Ярнов собрался уходить и искал, в каком углу он поставил палку. Губернатор заволновался. Все время он чувствовал, что его охватывает какое-то не вполне уяснимое, но острое, захватывающее дух и мысль желание: оно приближалось к сердцу, сокращало его больные, нервные движения и мучило, и радовало, и волновало. Ярнов, беспокойно прищурив близорукие глаза, искал палку, и губернатор молил бога, чтобы она подальше куда-нибудь запропастилась. Что-то нужно было делать сейчас же, безотлагательно, — иначе все пропадет; о чем-то нужно было просить этого человека с серыми глазами, у которого, теперь ясно, что-то было с Соней: наверное, она не полюбила его.
— Ну, я пошел! — сурово сказал Ярнов и протянул руку. — Шестой час уже. До свидания, ваше превосходительство. Желаю вам..
И опять завертелись в голове медленные, круто поворачивающиеся круги, и опять потянулся удушливый, вяло, ко густо поднимающийся туман, и как то сами собой пошли мелкие, просительные слова, которых никогда, ни разу в жизни, не говорил и не произносил губернатор.
Ярнов сначала не разбирал его задыхающихся фраз, но потом, когда первое, самое острое волнение прошло, стало слышно, как просит старик:
— Напиши, что умираю, что скоро конец, что я ничего не прощаю себе, мучаюсь. Пусть придут сюда. Ты понимаешь меня? Пусть придут сюда, ко мне. Мне вот хочется, чтобы играли на рояли, а я бы издалека, вон оттуда, из сада, слушал. Я, — оживленно приближаясь к Ярнову, дыша ему в лицо, заговорил губернатор, — я в отставку подам, поедем в какое-нибудь имение, — знаешь? Такие бывают в Орловской, Тамбовской губернии. С садом, со старым домом. Поедем и ты с нами. И Жука прихватим, а?

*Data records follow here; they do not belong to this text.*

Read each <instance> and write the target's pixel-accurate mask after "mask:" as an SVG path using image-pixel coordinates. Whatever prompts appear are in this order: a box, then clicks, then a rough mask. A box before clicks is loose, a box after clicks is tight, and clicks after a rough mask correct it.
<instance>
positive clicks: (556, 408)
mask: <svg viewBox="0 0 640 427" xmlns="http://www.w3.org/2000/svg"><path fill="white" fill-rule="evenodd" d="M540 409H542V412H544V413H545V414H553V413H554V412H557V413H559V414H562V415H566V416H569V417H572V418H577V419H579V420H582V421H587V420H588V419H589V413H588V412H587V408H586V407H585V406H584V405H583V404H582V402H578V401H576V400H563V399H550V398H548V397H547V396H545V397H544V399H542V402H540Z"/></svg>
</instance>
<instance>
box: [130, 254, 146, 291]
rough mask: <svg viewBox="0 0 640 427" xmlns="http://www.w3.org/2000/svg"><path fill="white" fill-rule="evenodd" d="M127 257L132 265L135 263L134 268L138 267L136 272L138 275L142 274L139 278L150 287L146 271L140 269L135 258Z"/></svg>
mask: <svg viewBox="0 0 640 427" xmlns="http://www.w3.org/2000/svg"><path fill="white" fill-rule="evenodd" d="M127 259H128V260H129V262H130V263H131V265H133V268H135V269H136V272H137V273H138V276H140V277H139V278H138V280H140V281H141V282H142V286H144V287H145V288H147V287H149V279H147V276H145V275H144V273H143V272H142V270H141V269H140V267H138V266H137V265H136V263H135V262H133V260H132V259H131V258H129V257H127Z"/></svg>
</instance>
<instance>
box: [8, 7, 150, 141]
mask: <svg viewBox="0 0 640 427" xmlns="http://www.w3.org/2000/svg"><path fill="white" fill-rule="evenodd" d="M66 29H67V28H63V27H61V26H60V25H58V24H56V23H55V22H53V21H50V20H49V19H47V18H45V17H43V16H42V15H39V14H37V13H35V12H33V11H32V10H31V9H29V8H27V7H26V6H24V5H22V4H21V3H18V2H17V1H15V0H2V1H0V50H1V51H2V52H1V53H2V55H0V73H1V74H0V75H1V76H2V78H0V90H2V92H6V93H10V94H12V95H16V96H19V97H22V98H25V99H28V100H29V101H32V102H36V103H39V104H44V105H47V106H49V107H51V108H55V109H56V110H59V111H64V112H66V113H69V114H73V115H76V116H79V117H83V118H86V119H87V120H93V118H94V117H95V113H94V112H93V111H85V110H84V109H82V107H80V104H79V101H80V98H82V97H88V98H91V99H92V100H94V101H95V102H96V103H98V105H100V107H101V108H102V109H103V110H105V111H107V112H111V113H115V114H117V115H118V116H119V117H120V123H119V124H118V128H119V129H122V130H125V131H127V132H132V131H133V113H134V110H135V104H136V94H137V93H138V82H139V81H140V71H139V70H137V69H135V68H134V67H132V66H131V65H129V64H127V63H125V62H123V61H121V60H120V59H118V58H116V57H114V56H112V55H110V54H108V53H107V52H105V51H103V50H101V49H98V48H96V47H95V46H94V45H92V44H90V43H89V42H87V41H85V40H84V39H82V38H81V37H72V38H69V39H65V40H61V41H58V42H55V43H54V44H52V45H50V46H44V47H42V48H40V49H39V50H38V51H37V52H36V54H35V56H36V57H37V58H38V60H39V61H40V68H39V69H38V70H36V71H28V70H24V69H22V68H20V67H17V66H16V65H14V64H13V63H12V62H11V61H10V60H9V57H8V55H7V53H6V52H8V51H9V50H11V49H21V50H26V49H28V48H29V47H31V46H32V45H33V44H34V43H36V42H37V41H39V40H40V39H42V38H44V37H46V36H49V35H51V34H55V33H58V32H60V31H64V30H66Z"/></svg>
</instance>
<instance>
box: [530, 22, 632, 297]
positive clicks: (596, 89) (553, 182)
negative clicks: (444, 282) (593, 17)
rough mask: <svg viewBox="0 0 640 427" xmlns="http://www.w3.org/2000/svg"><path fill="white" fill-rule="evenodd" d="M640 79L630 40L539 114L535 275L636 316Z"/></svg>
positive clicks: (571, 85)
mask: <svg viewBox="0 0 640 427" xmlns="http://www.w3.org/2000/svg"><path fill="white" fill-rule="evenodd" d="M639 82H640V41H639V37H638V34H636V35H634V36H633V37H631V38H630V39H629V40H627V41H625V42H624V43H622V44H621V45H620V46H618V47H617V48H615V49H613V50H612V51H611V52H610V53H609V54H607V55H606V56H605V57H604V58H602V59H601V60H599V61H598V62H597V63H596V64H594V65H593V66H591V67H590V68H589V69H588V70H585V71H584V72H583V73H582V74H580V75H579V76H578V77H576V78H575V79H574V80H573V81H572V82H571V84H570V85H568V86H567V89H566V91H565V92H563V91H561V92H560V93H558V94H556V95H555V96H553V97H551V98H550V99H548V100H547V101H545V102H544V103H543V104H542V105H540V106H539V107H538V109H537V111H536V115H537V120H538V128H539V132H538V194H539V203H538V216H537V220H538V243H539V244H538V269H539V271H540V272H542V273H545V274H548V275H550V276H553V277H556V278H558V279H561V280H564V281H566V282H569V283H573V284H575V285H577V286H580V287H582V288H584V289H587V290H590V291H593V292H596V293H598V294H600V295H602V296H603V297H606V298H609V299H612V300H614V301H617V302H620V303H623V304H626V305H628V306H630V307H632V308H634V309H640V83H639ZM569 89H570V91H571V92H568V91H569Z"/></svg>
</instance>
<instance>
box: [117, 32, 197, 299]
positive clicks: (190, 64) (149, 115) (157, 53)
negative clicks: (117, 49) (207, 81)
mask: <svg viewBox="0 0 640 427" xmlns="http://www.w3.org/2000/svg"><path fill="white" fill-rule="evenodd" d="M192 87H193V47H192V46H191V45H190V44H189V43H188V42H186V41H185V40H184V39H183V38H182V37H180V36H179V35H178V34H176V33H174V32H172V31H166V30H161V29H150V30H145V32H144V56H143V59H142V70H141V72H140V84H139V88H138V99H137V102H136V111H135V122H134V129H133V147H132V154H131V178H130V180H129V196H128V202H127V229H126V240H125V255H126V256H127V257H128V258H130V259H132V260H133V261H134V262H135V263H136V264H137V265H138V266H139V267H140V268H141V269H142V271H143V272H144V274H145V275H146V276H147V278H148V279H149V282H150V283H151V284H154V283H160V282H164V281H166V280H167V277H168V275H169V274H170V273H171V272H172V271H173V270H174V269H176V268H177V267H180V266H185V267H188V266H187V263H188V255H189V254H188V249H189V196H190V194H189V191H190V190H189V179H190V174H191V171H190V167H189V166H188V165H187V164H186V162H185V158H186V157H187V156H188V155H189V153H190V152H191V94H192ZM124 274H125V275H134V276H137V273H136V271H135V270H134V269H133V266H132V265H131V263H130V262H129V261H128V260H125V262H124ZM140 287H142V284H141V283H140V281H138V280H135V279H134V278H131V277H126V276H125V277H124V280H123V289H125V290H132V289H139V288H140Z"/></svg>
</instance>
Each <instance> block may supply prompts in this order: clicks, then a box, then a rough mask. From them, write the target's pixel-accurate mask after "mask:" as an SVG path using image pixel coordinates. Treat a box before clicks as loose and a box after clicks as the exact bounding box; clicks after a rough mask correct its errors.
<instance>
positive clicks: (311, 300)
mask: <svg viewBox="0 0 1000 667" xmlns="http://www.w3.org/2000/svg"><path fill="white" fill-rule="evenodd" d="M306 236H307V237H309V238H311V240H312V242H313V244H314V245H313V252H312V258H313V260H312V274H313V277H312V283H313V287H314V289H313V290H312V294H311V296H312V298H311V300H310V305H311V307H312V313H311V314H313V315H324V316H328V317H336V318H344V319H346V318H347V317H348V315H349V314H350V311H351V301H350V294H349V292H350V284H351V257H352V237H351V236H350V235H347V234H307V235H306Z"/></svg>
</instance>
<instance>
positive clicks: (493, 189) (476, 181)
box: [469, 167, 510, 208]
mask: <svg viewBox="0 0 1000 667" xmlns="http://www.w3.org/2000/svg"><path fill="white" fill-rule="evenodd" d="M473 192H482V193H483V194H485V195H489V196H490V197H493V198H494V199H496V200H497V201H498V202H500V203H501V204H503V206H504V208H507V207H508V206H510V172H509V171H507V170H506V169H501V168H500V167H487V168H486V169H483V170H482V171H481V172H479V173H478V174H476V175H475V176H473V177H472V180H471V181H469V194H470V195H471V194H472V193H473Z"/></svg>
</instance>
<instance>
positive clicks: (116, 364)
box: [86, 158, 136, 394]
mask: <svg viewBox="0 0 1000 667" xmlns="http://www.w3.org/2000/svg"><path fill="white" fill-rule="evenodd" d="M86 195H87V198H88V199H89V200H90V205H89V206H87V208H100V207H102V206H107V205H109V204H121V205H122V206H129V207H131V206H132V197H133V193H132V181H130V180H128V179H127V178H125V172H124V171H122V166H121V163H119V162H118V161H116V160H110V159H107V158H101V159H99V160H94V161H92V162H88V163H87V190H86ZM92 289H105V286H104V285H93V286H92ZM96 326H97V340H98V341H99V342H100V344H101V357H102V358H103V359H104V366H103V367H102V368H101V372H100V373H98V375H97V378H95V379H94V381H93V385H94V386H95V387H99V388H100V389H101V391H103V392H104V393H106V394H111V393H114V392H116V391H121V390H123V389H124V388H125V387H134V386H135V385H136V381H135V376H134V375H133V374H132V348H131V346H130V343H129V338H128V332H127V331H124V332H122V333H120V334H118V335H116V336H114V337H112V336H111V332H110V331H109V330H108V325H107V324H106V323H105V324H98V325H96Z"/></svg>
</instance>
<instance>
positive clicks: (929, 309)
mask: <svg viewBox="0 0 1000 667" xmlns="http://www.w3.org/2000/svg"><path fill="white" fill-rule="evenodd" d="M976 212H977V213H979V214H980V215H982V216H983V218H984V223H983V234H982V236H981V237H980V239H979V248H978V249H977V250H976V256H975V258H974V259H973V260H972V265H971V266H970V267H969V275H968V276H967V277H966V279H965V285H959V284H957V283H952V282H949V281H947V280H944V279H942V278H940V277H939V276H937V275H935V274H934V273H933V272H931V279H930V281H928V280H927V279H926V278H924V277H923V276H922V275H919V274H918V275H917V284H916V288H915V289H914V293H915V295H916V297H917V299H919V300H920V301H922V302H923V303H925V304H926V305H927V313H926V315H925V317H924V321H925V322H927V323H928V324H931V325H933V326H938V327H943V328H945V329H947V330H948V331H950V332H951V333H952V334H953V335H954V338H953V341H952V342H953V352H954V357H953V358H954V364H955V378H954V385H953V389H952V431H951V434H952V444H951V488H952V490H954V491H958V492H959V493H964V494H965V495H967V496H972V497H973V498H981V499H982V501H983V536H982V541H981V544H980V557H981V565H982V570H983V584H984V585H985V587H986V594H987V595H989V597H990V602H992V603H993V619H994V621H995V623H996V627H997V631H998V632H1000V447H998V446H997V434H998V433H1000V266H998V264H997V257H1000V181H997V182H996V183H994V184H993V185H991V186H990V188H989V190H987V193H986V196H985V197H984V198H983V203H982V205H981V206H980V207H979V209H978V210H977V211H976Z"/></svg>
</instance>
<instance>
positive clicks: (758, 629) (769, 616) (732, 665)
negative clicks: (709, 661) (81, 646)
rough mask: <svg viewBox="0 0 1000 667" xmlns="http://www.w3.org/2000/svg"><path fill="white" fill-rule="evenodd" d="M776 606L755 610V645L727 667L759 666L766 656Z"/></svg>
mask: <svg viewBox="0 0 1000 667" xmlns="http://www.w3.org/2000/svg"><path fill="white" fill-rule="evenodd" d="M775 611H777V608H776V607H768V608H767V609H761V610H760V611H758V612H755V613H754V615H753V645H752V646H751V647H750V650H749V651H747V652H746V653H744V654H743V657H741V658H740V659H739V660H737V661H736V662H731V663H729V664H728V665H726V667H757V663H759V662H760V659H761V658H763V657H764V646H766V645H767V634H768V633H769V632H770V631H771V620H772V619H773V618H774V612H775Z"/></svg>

Лились сами собой долгие, накопившиеся слова, поднимавшиеся с какого-то незнаемого, черного дна, и когда губернатор открыл глаза, то увидел, что он держит Ярнова за руку, а тот смотрит в окно, и серые, большие, прежде всего заметные в нем глаза думают.
— Напишешь? — спросил губернатор.
Ярнов еще помолчал; было видно, как глаза его за чем-то проследили на улице и медленно повернулись направо.
— Напишу! — тихо ответил он.
Губернатор выпустил его руку.
Когда Ярнов пошел и был уже в коридоре, губернатор что-то вспомнил, не ступая каблуками, перебежал по комнате и крикнул ему вслед:
— Скорее напиши!
Странно, отдаваясь эхом в гулких комнатах, прозвучали эти слова. Губернатор прислушался к далеким, уже замолкающим шагам. Они у всех и всегда исчезали одинаково: сначала громкие и отчетливые, потом стихающие в зале и еле слышные, совсем в один тупой, сплошной звук слившиеся в коридоре.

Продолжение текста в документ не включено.